Estas viviendas mínimas y económicas en alquiler permitirían la emancipación de los jóvenes y evitaría también el que vuelvan, al divorciarse o separarse (bajo la modalidad vigente de convivencia), a los hogares paternos y a los problemas de desahucios y viviendas vacías que complica también a abuelos y padres de las familias tradicionales y generan muchas viviendas desocupadas como indicamos.

Si todo es descartable los hijos, la unión de pareja y los valores y sentimientos, que en expresiones de un psiquiatra español en un programa de la televisión española, TVE, indicaba que el amor no existe, comentando que la relación de parejas de cualquier género se mantiene por otras motivaciones e intereses, pasado el enamoramiento inicial, todo en fusión de criterios, a mi manera de entender totalmente materialistas.  Nos preguntamos si todos estos conceptos terminan llevando a los humanos a ser un producto comercial más descartable o reciclable, de manera que si nuestro cuerpo no ofrece buenos órganos al morir para trasplantes deberán cremarlos para con nuestras cenizas abonar la tierra y mantener los criterios utilitaristas.

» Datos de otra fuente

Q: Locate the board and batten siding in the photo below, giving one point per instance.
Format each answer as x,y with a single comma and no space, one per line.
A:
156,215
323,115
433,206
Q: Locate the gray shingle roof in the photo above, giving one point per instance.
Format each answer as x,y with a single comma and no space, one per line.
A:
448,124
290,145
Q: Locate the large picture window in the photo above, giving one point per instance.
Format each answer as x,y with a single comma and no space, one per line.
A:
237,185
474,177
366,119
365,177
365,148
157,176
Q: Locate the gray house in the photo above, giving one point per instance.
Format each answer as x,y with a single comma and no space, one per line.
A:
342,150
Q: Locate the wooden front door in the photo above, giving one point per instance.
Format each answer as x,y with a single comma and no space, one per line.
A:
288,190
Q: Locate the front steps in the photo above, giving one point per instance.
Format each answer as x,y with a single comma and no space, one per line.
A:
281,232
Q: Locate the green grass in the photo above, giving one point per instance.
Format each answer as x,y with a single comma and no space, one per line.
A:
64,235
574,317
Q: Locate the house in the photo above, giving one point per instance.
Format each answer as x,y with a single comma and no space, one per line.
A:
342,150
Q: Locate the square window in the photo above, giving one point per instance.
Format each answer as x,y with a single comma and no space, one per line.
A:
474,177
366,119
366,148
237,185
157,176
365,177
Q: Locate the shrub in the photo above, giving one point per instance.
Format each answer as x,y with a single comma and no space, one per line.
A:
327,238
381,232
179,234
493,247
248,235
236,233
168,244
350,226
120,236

Estas reflexiones no pretenden cuestionar el necesario control de la natalidad ni la donación de órganos de ninguna manera.  La nueva realidad de la familia  trae otras serias connotaciones y lo que aspiro es a reflexionar sobre los métodos y sus consecuencias para que más tarde o más temprano no lamentemos el mundo que estamos conformando con seres humanos solitarios, que no conocen la felicidad, el amor, y solo conocen el dinero y por lo tanto volveremos a ser sutilmente esclavos del “Dios Dinero” y de los que comercian con nosotros, los grupos de poder que se enriquecen con nuestro trabajo, ahorros, sacrificios e impuestos.

Las nuevas realidades de los cambios en los tejidos sociales de varios países desarrollados principalmente por los controles de natalidad son, según ciertos análisis, afectados; porque para que sus culturas perduren por más de 25 años, la tasa de fecundidad debería ser mínimo 2.11 hijos.

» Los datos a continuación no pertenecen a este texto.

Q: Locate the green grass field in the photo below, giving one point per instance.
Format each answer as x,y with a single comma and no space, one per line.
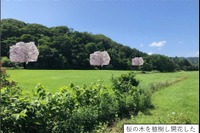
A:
181,97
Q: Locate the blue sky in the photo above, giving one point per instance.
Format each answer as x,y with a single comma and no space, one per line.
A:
167,27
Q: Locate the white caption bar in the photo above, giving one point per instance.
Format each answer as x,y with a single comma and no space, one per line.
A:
160,128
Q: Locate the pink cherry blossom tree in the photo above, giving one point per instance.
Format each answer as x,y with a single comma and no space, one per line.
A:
137,61
24,53
99,58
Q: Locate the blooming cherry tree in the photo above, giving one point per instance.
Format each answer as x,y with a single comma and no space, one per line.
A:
24,52
99,58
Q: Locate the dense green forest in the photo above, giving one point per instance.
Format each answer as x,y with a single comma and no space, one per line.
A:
61,47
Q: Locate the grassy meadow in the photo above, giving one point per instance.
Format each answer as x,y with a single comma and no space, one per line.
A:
180,99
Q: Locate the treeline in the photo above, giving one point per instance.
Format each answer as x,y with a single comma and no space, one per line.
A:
61,47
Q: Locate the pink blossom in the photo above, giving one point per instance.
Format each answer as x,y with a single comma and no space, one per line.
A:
24,52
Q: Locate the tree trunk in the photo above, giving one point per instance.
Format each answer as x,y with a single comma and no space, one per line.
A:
24,64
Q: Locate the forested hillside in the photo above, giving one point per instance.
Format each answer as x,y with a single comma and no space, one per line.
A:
61,47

Con tasas menores los países cambiarán profundamente en beneficio de los segmentos de su población (migrante o no) que tengan tasas de crecimiento superiores al 3 o más (algunas crecen a más del 8), versus los nativos que tengan menos del 2, que es el caso de muchos países europeos, cuyas culturas están en riesgo.

Considero que de alguna forma estamos retrocediendo a los tiempos de sacrificios humanos y de esclavitud.